Santiago Nasar, entonces, se convierte en una especie de mártir, de Cristo crucificado que permite expiar a un pueblo tras la resaca de los excesos -monetarios, carnales y etílicos- que culminó con la opulencia de la fiesta de matrimonio entre Ángela Vicario y Bayardo San Román:

“Tenía además seis heridas menores en los brazos y las manos, y dos tajos horizontales: uno en el muslo derecho y otro en los músculos del abdomen. Unía una punzada profunda en la palma de la mano derecha. El informe dice: “Parecía un estigma del crucificado”.

(p. 33)

A tal punto llegó la obscenidad del pueblo y su desmesura, que el sacrificio de Santiago Nasar debió duplicarse. Es decir, no bastó con la violencia física del asesinato de los hermanos Vicario sobre el protagonista para expurgar las culpas de la comunidad, sino que el mismo padre Carmen Amador, símbolo cristiano por excelencia, debió ejecutar una segunda y simbólica violencia: la de una autopsia brutal e injustificada:

“Los estragos de los cuchillos fueron apenas un principio de la autopsia inclemente que el padre Carmen Amador se vio obligado a hacer por ausencia del doctor Dionisio Iguarán. “Fue como si hubiéramos vuelto a matarlo después de muerto –me dijo el antiguo párroco en su retiro de Calafell”.

(p. 32)

“Nos devolvieron un cuerpo distinto.
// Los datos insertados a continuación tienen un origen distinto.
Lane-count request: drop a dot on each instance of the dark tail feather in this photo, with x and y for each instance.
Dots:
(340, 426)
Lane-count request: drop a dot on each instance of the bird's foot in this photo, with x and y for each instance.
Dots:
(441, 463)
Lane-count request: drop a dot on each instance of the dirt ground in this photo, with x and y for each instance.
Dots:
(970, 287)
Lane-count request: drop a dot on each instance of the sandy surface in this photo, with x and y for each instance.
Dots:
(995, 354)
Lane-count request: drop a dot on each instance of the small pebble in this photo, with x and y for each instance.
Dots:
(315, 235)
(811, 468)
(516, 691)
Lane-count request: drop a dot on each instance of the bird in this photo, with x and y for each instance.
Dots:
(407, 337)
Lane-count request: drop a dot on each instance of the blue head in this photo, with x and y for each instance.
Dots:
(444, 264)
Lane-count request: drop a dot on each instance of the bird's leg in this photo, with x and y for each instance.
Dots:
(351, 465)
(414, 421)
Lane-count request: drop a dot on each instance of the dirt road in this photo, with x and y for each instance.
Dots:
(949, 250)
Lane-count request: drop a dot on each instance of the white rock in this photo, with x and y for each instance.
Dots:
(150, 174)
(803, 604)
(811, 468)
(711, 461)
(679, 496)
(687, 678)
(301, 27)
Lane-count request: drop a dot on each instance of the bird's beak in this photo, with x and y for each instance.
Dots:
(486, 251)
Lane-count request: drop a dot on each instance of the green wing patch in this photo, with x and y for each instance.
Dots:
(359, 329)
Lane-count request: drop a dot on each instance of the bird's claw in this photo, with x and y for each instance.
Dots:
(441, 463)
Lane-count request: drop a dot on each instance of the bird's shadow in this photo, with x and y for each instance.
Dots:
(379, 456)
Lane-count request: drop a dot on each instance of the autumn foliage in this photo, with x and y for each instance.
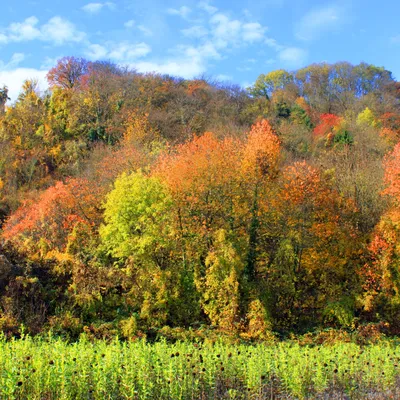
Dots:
(138, 204)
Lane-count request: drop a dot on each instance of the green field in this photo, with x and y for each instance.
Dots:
(53, 369)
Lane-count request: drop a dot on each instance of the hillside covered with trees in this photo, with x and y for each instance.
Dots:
(139, 204)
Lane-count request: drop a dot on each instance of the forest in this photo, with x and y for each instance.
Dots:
(145, 205)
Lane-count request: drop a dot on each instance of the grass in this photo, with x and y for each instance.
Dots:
(53, 369)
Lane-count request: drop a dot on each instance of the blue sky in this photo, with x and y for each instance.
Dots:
(226, 40)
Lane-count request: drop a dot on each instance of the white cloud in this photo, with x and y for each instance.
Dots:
(222, 77)
(228, 31)
(94, 8)
(205, 6)
(293, 57)
(23, 31)
(320, 20)
(57, 30)
(185, 68)
(195, 32)
(205, 51)
(96, 52)
(225, 30)
(16, 59)
(270, 42)
(126, 51)
(182, 11)
(253, 31)
(123, 52)
(60, 31)
(130, 23)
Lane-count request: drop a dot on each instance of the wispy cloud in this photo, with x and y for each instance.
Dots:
(94, 8)
(181, 12)
(123, 52)
(320, 20)
(56, 30)
(195, 32)
(207, 7)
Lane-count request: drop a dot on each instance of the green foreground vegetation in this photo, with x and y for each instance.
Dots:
(53, 369)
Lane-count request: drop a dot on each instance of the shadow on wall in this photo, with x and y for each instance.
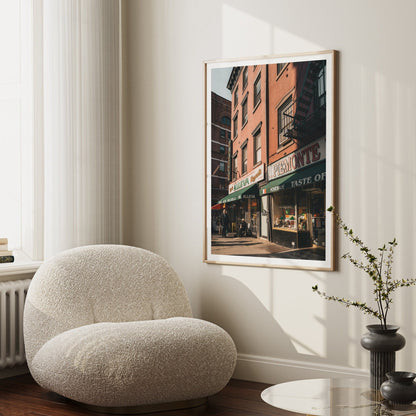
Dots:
(260, 337)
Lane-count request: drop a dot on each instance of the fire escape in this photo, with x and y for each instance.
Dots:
(308, 112)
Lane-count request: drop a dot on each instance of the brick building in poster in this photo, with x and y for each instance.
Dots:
(220, 146)
(249, 151)
(277, 158)
(296, 172)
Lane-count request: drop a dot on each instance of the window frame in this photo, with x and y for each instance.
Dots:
(257, 95)
(281, 117)
(244, 158)
(256, 149)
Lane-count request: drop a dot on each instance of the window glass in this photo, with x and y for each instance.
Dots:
(244, 159)
(285, 120)
(257, 148)
(244, 112)
(257, 91)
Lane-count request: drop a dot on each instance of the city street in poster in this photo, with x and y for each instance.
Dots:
(270, 161)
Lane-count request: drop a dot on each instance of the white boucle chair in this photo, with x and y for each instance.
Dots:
(111, 326)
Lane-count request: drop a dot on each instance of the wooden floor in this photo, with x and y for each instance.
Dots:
(21, 396)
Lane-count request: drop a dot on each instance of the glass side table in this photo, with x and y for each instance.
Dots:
(332, 397)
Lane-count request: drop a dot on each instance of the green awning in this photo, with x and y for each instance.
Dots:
(245, 193)
(305, 176)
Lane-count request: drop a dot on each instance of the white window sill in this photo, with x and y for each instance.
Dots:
(22, 264)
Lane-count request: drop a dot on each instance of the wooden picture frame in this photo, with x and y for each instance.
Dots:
(270, 161)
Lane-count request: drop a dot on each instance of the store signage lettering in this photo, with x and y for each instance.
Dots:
(255, 176)
(308, 180)
(308, 155)
(299, 182)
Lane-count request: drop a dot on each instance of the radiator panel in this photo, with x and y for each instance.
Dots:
(12, 300)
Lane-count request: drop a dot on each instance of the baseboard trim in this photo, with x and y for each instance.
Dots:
(17, 370)
(277, 370)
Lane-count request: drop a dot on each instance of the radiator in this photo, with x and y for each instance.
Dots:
(12, 300)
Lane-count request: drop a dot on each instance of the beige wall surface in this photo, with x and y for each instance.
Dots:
(282, 330)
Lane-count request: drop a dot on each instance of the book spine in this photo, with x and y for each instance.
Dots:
(6, 259)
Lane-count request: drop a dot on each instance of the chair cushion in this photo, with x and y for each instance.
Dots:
(137, 363)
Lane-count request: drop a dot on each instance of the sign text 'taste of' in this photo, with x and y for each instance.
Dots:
(306, 156)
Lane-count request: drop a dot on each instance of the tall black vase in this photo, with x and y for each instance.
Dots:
(382, 343)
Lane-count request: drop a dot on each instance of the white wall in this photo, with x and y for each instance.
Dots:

La mitad del cráneo había sido destrozado con la trepanación, y el rostro de galán que la muerte había preservado acabó de perder su identidad. Además, el párroco había arrancado de cuajo las vísceras destazadas, pero al final no supo qué hacer con ellas, y les impartió una bendición de rabia y las tiró en el balde de la basura”.

(p. 33)
 

En base a todo lo expuesto anteriormente, y ante una observación tan incuestionable como el hecho de que ningún personaje le advirtió a Santiago Nasar de su muerte, es posible pensar la obra de García Márquez en un sentido diametralmente opuesto al del prólogo de Santiago Gamboa. Es decir, en Crónica de una muerte anunciada la voluntad de los hombres mueve los hilos. Los vecinos de la familia Nasar, y en realidad todo el pueblo, saben que Santiago va a ser asesinado y deciden, quién sabe si consciente o inconscientemente, no avisarle, rompiendo con cualquier influjo de la casualidad y de la divinidad en el destino trágico de la obra.